The story of Jim Oliff, for instance, really hits home with me. Jim’s a lawyer who approached us a while back about designing a golf course on 320 acres he owned in Ruther Glen, Virginia, just north of Richmond. He approached my firm, and several others, in fact. He actually drove from Virginia to our offices, outside Chicago, to interview us. He apparently drove all over the U.S. interviewing architects before choosing us.
He turned out to be the most hands-on client you could ever imagine. The first time I traveled to Virginia to see the property, Jim picked me up at the airport himself. All the way from Baltimore, and back again the next day, we talked design and construction, routing, and wetlands permitting. From the way he talked, it was clear Jim was determined to build the course himself, with local crews, using equipment he talked about buying himself.
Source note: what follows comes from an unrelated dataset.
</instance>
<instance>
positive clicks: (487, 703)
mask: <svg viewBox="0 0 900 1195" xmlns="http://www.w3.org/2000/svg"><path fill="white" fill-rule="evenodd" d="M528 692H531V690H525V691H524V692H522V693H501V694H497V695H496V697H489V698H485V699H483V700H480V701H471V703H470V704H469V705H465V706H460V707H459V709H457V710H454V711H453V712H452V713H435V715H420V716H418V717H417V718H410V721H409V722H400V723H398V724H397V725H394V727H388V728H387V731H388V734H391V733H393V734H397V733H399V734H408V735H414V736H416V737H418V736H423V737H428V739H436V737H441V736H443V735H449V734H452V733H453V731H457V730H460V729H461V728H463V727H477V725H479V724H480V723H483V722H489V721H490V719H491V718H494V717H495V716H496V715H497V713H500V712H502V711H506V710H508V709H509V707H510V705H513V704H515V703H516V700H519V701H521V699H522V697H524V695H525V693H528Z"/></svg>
Upon arrival in Ruther Glen, we immediately began walking the 320-acre property; at lunch he sent someone for sandwiches, which we ate in an old barn on site. Three hundred twenty acres is a lot of land, enough for twenty-seven to thirty-six holes, or eighteen and enough housing to pay for the whole venture. But Jim made it clear that he wanted eighteen holes of golf and no housing. That evening, we had dinner at truck stop on the way to his home, where he kindly put me up.
I have to admit at the time I couldn’t help but wonder if Jim Oliff really was a hands-on guy throwing himself totally into the golf development process, or whether he was some fly-by-nighter on a shoestring who would drop me back in Baltimore and never contact us again. Jim Oliff had his own way of doing things, and he made it all work.
We provided shapers to build the features in Ruther Glen, where we more or less taught his local help how to build the golf course. This complicated matters for us but we made most of our site visits, especially when the greens were built. We ended up working very closely on greens construction with a local ‘dozer operator who had learned a great deal from one of the shapers we brought on site. He was a real quick study, and he now works for us.
In short, the entire construction process was completely unorthodox. Jim spent a lot of time out of the country attending to other business. When he was on site, things moved right along. One day, Jim called me to say they needed a tee leveler. The next think I knew, one of Jim’s employees showed up at our offices outside Chicago to pick it up! When Jim was gone, however, things tended to languish. Jim didn’t seem to care, though. He was in no hurry to complete the project and we wondered if he ever would. The construction proceeded in this way, in fits and starts, for years.
Mattaponi Springs Golf Club did eventually get built. The grand opening took place in fall of 2004, and it proved well worth the wait, earning all manner of national and regional “best new” awards; It’s ranks among the top three public courses in the state of Virginia, and folks are still lining up to play it. It’s some of our very best design work.
The experience working with Jim, for me, reinforced some important things — delegating is important! — but it also reminded me, and continues to remind me, why I got into this business: No matter how many deals fall through or never pan out, that next project could well be someone’s field of dreams. And who wouldn’t want to be part of that?